What can we learn about building a tribe from college football.  Universities do it as publicly and as well as anyone else.  They gather their members every weekend in the fall to cheer on the team.  The community is full of merchants that sell the tribe’s colors and crest.  Members can connect with each other in-person and online via official and unofficial forums.  Fans plan events the rest of the year to connect outside of game day.  And if you wear the school’s logo around the world, it is assured that you will run into like minded individuals and also somebody who reminds you why failure and doom are certain to befall your warriors during the season. 

Try it someday.  Travel with a favorite college teams logo and count the interactions.

Dunbar’s Law

Dunbar’s Law says a group or tribe can manage no more than 150 relationships before it needs to split into two or more groups.  Seth Godin’s blog post places the theory in context.  If we can only maintain 150 relations (maximum) then who is in the tribe (no Facebook and Twitter do not equate to a bonus).  Be purposeful when building the tribe, no room for those who do not bring something remarkable.  Start by asking who inspires and who impresses.  Those who inspire are doing something for the greater good that impacts others, the impressers might have great stories but do they add value to the circle?  We do not need everyone and cannot maintain a relationship with them anyway so select wisely.

To Squeeze?


I have been following an online forum about maximizing philanthropic opportunities.  The majority of the chat participants were advocating for the squeeze approach when it came to securing a contribution with a potential donor.  The group-think was to get as much as possible from a single interaction.

On a parallel tract I witnessed a number of individual take action to support a cause because there was a sudden need.  No call to action was made, the organization just shared a current challenge they were facing as part of their pledge to be transparent.  The enterprise had not even developed a strategy to address the headwind that was now challenging their ability to stay at speed.  Fans of the cause saw an opportunity to offer assistance at a critical juncture.

Both of these approaches yield results.  The first requires more leverage and manipulation which leaves the donor feeling squeezed.  The second is inspired by a shared belief.  It is powerful and repeatable.
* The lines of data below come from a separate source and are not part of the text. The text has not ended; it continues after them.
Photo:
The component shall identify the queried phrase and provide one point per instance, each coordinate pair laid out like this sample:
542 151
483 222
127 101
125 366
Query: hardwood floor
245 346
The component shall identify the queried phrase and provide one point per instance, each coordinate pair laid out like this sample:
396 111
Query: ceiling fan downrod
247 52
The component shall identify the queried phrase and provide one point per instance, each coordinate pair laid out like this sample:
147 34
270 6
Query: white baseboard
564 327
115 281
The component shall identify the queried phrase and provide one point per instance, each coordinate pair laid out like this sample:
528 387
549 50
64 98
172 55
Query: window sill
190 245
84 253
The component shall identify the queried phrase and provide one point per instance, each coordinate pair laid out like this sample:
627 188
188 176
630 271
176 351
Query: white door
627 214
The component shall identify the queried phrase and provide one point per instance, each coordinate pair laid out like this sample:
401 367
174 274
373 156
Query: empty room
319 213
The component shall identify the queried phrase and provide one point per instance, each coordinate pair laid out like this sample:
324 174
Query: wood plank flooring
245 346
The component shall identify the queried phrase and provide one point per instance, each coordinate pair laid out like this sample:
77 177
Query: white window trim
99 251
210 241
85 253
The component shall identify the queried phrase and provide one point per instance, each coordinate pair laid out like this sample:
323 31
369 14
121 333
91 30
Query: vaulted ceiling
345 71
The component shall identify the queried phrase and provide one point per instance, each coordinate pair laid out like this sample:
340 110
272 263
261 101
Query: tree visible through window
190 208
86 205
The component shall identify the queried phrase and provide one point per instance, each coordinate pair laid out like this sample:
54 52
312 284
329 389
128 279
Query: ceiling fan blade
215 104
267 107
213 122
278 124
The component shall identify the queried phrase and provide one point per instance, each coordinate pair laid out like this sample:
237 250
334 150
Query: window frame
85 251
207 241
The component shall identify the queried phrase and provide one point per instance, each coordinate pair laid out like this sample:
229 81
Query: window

The question, what type of relationship are you cultivating with your tribe?

Super Power

What is your super power?

One of the ideas that resonated with me during Seth Godin’s “Pick Yourself” event in New York City this past week was the notion that each of us has a super power.  We tend to hide them behind our mission statements or provide evasive answers about our talents.  However, when we feel comfortable wearing our cape representative of our super powers it is transformative.  A super power is not about feats of strength or Klout scores.  It is an attribute that envelopes you.  The activity that slows time to a frame by frame presence worthy of the Matrix.  We find comfort in hiding our capes or send them to the emotional dry cleaners, feeling unworthy to tie them on in daily life but that is just what the world needs.  It is what your community and tribe seeks.  When I meet an individual with a super power, it alters the environment, my senses begin to ping as if expecting a lightning strike.

Where is your cape?  When are you going to put it on?